Once outside Edmundson Pavilion, the protesters showed violent images from Tibet on a large-screen TV, chanted through bullhorns and sang songs in Mandarin, including one that protesters translated as "My Chinese heart," saying that their hearts still belong to China, even though they are far from home.
Protester Shufu Xe, a systems analyst at the Fred Hutchinson Cancer Research Center, said the Dalai Lama's message had been distorted by the Western media.
"I like some of his ideas about nonviolence. But I think he is behind some of the violence in Tibet," Xe said. "I don't like that he's using the Olympics to promote his political agenda."
Xe, like many of the protesters, was born in China. He moved to the U.S. seven years ago.
Students lining up outside Edmundson Pavilion to see the Dalai Lama watched as protesters marched past.
Sophomore Sydney Dale, 20, said she was surprised at the extent of the protest.
"I thought maybe there would be a few students," she said, rather than hundreds chanting, yelling and using bullhorns.
Here and elsewhere, many of the pro-China demonstrators say that Western media coverage doesn't generally cover their view that the Chinese government liberated Tibetans from serfdom.
Tibetans, though, say their culture and religion are being destroyed. The Dalai Lama has characterized what is happening as "cultural genocide."
Earlier in the day, the Dalai Lama spoke on a panel with business and political leaders, including Jeffrey Brotman, chairman of Costco Wholesale, and state Senate Majority Leader Lisa Brown, D-Spokane.

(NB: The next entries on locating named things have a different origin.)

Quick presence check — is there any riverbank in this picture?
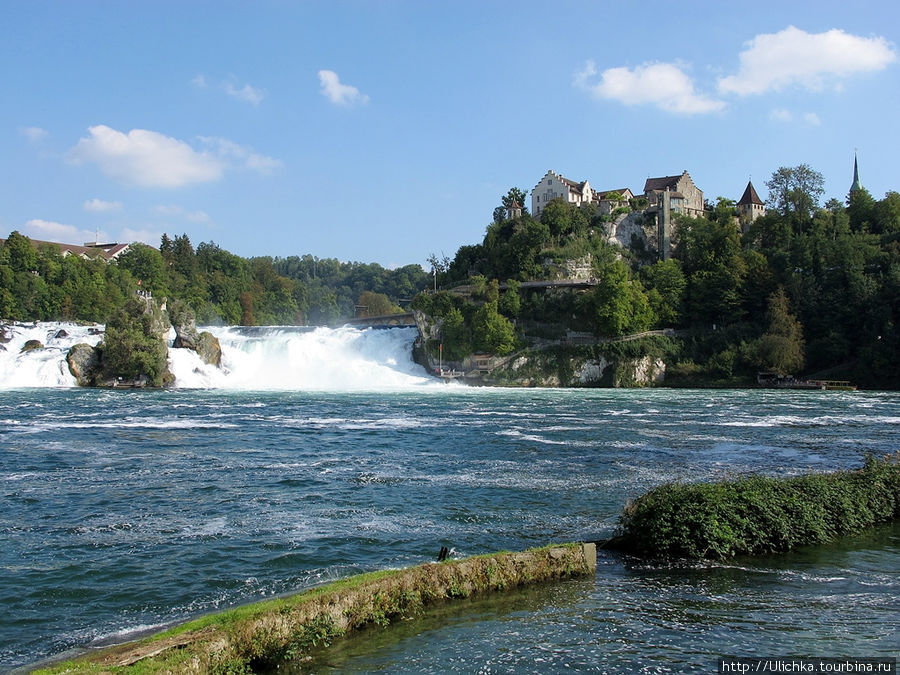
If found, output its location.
[607,454,900,560]
[34,543,597,673]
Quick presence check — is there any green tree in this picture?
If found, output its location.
[755,288,804,375]
[766,164,825,231]
[641,258,687,326]
[582,260,655,337]
[118,243,169,296]
[472,301,516,356]
[356,291,403,317]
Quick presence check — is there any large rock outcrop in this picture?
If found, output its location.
[66,342,100,387]
[66,296,175,388]
[168,300,222,367]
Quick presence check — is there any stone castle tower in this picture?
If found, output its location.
[737,180,766,231]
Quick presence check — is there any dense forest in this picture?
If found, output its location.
[0,232,431,325]
[0,165,900,388]
[414,165,900,387]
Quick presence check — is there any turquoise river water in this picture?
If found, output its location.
[0,324,900,673]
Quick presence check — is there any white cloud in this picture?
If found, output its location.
[21,127,50,143]
[719,26,897,96]
[191,73,266,105]
[70,124,226,188]
[769,108,822,127]
[769,108,794,122]
[200,136,284,174]
[575,61,725,115]
[22,218,107,246]
[69,124,283,188]
[223,82,266,105]
[84,197,122,213]
[319,70,369,106]
[155,204,212,223]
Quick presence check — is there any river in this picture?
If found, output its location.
[0,325,900,673]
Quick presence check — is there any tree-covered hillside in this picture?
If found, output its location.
[414,165,900,387]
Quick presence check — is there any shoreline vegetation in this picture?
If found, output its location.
[0,164,900,389]
[22,460,900,674]
[603,453,900,560]
[32,543,597,673]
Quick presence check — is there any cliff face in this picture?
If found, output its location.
[489,348,666,387]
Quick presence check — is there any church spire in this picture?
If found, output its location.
[850,151,862,194]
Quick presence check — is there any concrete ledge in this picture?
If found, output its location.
[36,543,597,673]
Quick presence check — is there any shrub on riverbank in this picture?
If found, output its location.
[610,455,900,559]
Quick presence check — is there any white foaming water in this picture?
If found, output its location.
[183,326,436,391]
[0,322,103,389]
[0,323,439,391]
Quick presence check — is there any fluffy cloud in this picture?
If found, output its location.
[224,82,266,105]
[575,61,725,115]
[719,26,897,96]
[84,197,122,213]
[22,218,107,245]
[191,74,266,105]
[22,127,50,143]
[769,108,794,122]
[70,124,226,188]
[200,136,284,174]
[319,70,369,106]
[769,108,822,127]
[69,124,282,188]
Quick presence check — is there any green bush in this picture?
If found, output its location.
[612,455,900,559]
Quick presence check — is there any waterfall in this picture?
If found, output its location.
[0,323,439,391]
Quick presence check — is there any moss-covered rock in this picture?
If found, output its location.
[36,543,597,673]
[607,455,900,559]
[66,342,100,387]
[19,340,44,354]
[87,296,175,387]
[168,300,222,367]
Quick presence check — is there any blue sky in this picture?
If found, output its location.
[0,0,900,266]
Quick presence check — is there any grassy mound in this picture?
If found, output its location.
[609,454,900,559]
[36,544,597,673]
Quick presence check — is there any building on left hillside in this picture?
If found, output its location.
[0,237,131,262]
[531,171,594,218]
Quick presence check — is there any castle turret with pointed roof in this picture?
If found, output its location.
[850,152,862,195]
[737,180,766,230]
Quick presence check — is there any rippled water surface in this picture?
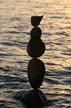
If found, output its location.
[0,0,71,108]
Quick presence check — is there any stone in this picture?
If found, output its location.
[31,16,43,26]
[27,39,45,58]
[30,27,42,39]
[27,59,45,89]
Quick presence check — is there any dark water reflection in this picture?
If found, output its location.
[0,0,71,108]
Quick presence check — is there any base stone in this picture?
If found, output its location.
[13,90,48,108]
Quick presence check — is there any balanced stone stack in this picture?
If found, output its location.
[27,16,45,90]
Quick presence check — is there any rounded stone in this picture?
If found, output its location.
[31,16,43,26]
[28,59,45,89]
[27,39,45,58]
[30,27,42,39]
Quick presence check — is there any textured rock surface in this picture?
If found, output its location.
[14,90,48,108]
[27,39,45,57]
[28,59,45,89]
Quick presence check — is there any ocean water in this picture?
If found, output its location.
[0,0,71,108]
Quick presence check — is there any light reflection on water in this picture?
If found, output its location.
[0,0,71,108]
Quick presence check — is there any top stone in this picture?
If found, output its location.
[31,16,43,27]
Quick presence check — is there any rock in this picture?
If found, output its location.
[27,39,45,58]
[31,16,43,26]
[14,90,48,108]
[30,27,42,39]
[28,59,45,89]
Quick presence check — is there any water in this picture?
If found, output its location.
[0,0,71,108]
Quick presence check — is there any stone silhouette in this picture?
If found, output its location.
[28,59,45,89]
[27,16,45,90]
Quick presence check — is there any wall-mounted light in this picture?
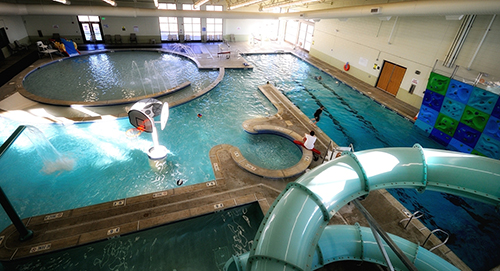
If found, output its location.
[52,0,71,5]
[102,0,116,7]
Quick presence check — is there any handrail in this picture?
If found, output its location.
[422,229,450,254]
[398,211,424,230]
[0,125,33,241]
[321,140,333,164]
[0,125,26,157]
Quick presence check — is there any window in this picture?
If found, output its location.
[182,4,200,10]
[78,15,102,43]
[159,17,179,41]
[207,18,222,40]
[182,4,201,41]
[206,5,222,11]
[184,17,201,40]
[285,21,314,51]
[285,21,299,45]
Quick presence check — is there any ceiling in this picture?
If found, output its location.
[0,0,415,12]
[0,0,500,20]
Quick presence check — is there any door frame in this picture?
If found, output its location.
[375,60,408,96]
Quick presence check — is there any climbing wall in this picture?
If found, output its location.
[415,73,500,162]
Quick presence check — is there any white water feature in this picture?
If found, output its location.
[25,126,75,174]
[172,43,196,57]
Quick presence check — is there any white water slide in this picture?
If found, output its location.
[225,145,500,271]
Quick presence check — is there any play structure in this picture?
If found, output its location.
[224,145,500,270]
[128,98,169,160]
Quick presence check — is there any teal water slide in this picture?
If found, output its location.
[225,145,500,271]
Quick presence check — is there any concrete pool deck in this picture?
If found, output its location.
[0,43,470,270]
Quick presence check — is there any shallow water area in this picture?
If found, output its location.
[23,51,218,102]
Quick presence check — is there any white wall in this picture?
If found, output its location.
[23,15,81,42]
[223,19,279,41]
[310,15,500,107]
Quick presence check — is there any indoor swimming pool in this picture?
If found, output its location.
[23,50,218,104]
[0,54,500,270]
[246,55,500,270]
[0,203,264,271]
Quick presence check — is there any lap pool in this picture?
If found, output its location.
[0,54,500,270]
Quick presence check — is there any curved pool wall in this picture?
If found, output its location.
[18,50,216,106]
[228,145,500,270]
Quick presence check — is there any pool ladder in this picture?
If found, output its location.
[399,210,450,251]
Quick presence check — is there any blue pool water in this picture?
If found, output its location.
[23,51,218,103]
[0,203,264,271]
[0,53,301,234]
[246,55,500,270]
[0,52,500,270]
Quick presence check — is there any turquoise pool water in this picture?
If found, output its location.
[0,52,301,234]
[0,203,264,271]
[23,51,218,102]
[0,52,500,270]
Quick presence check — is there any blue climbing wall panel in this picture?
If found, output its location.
[415,72,500,159]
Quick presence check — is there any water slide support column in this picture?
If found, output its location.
[352,199,418,271]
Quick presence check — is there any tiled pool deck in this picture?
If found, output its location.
[0,43,470,270]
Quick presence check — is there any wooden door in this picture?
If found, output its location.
[377,61,406,96]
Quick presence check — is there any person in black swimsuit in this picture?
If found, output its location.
[311,106,325,125]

He also took part in a gathering at KeyArena for schoolchildren. Organizers say about 14,400 students from 266 public, private and parochial schools were bused in from across the state.
Some parents and others have raised questions about whether that violated the separation of church and state. Pastor Joseph Fuiten of Cedar Park Assembly of God in Bothell raised the issue at his church Sunday, saying that public-school leaders are willing to have students go to hear "the head of one religion that is Buddhist and yet deny the reality of having Christianity in the public schools. They don't even see that that is really convoluted."
Event organizers, and a Seattle Public Schools spokeswoman, emphasized that the Dalai Lama is not speaking at the events in his capacity as a religious or political leader.
By the end of the day, some of the students leaving the UW ceremony came out feeling inspired.
"He didn't say anything I had not thought about," said Jon McLees, 23, a student at Green River Community College in Auburn. "But it was enriching and enlightening ... when I go home, I will just feel more peaceful."